JavaScript Python asyncio
async function f() async def f()
await promise await coro
Promise.all([...]) asyncio.gather(...)
Promise.race([...]) asyncio.wait(..., FIRST_COMPLETED)
setTimeout(fn, ms) asyncio.sleep(seconds)
new Promise((res, rej) => ...) asyncio.Future()
Unhandled rejection asyncio.get_event_loop().set_exception_handler(...)

Common Mistakes

Mistake Problem Fix
asyncio.run(main) Passes function, not coroutine asyncio.run(main()) — add ()
Calling sync time.sleep() inside coroutine Blocks entire event loop Use await asyncio.sleep()
Using requests instead of aiohttp requests is blocking Use aiohttp, httpx, or run_in_executor
Forgetting await on coroutine Coroutine never runs, no error Always await or create_task
asyncio.get_event_loop() in new Python Deprecated pattern Use asyncio.get_running_loop() or asyncio.run()
gather() fails fast by default One error cancels all Use return_exceptions=True if tasks are independent
Starting tasks with create_task but not awaiting Task garbage-collected Keep reference: task = asyncio.create_task(...)

asyncio vs Threading vs Multiprocessing

Approach Best for GIL affected? Overhead
asyncio I/O-bound (network, DB, disk) No Very low
threading I/O-bound + blocking libs Yes Medium
multiprocessing CPU-bound (math, parsing) No High
concurrent.futures Mixed (thread/process pool) Depends Medium

Rule of thumb:

  • Thousands of network requests → asyncio + aiohttp
  • Calling sync library that blocks → ThreadPoolExecutor
  • Heavy computation (ML, image processing) → ProcessPoolExecutor

Frequently Asked Questions

Can I mix sync and async code?
Yes — call asyncio.run(coro) from sync code to run one async function. From inside async code, use loop.run_in_executor() for sync functions. Don't nest asyncio.run() calls.

What's the difference between gather and create_task?
create_task schedules a coroutine and returns a Task immediately. gather wraps coroutines as tasks and waits for all to finish. Use create_task when you want to start a task and do other things before awaiting it; use gather when you want to run multiple tasks and collect all results.

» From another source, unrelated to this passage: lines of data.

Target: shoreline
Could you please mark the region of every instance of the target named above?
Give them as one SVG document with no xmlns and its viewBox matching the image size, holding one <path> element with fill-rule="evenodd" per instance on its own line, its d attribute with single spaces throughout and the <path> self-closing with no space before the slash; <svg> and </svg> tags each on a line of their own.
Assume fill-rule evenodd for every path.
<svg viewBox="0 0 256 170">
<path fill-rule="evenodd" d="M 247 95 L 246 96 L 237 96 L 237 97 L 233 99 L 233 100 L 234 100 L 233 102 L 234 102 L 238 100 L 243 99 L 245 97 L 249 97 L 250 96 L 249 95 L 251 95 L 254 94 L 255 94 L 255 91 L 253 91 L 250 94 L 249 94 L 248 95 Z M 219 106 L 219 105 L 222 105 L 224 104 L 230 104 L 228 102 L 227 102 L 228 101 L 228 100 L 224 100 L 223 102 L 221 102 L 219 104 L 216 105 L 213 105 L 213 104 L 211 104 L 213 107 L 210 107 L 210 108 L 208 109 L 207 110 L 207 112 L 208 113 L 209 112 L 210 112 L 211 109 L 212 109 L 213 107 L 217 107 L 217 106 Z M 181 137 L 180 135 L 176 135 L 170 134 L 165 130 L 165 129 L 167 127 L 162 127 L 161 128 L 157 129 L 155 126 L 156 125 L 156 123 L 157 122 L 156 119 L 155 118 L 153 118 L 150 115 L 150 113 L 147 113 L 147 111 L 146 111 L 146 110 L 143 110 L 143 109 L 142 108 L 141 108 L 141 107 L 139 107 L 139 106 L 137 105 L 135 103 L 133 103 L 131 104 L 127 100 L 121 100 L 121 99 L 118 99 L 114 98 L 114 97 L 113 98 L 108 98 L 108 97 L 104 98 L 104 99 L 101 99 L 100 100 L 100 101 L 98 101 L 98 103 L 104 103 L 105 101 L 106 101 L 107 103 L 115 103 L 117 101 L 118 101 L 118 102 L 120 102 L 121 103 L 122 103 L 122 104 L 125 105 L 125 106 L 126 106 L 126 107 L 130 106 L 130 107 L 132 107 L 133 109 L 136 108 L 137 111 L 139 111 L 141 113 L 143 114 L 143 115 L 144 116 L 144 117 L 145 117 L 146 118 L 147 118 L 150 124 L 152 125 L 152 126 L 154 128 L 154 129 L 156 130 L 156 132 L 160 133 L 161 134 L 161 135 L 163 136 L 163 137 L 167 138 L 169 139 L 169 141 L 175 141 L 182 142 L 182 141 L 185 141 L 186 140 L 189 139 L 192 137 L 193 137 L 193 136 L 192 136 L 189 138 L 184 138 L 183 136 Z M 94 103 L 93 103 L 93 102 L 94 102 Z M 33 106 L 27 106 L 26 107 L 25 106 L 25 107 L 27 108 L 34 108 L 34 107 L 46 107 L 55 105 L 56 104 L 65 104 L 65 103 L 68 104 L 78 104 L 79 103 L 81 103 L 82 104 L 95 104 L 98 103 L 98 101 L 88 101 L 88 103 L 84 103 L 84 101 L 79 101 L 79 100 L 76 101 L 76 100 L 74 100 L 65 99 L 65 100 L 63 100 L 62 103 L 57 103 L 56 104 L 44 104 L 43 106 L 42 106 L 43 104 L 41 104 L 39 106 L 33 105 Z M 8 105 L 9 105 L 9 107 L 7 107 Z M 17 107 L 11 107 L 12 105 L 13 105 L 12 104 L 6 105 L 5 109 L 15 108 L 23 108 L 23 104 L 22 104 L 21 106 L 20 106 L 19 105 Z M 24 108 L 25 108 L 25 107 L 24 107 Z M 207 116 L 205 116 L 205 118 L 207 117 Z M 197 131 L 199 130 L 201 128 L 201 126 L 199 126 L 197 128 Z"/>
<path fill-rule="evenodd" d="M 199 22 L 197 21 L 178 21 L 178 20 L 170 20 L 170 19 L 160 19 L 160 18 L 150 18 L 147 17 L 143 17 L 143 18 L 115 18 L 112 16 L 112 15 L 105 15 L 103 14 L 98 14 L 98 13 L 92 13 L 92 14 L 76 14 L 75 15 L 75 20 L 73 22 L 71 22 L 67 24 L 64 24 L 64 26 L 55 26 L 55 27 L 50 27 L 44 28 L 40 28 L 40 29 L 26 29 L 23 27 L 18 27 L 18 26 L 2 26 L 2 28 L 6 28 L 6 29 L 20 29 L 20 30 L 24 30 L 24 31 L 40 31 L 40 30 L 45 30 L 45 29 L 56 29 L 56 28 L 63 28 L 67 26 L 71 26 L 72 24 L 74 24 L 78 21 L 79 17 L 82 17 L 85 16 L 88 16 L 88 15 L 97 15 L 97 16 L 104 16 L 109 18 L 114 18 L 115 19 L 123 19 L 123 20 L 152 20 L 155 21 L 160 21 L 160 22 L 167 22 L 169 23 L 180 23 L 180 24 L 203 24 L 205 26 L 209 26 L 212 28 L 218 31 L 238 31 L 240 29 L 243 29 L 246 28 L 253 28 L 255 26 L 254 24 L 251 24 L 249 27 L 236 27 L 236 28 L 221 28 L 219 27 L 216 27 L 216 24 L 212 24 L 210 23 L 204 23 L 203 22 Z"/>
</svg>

Why is my async code not faster than sync?
asyncio only helps for I/O-bound work. If your code is CPU-bound (computations), asyncio won't help — use multiprocessing. Also make sure you're actually using async libraries (aiohttp not requests, asyncpg not psycopg2).

How do I run asyncio in Jupyter?
Jupyter already runs an event loop, so you can't asyncio.run(). Instead, await directly in cells: result = await my_coroutine(). For scripts embedded in Jupyter, use nest_asyncio: import nest_asyncio; nest_asyncio.apply().

What is asyncio.sleep(0)?
It yields control to the event loop for one cycle without actually sleeping. Useful in tight loops to allow other tasks to run:

async def tight_loop():
    for i in range(1_000_000):
        process(i)
        if i % 1000 == 0:
            await asyncio.sleep(0)  # let other tasks run

How do I debug asyncio code?
Enable debug mode: asyncio.run(main(), debug=True) — it warns about slow callbacks, unawaited coroutines, and wrong thread usage. Also useful: PYTHONASYNCIODEBUG=1 env variable, and asyncio.all_tasks() to inspect running tasks.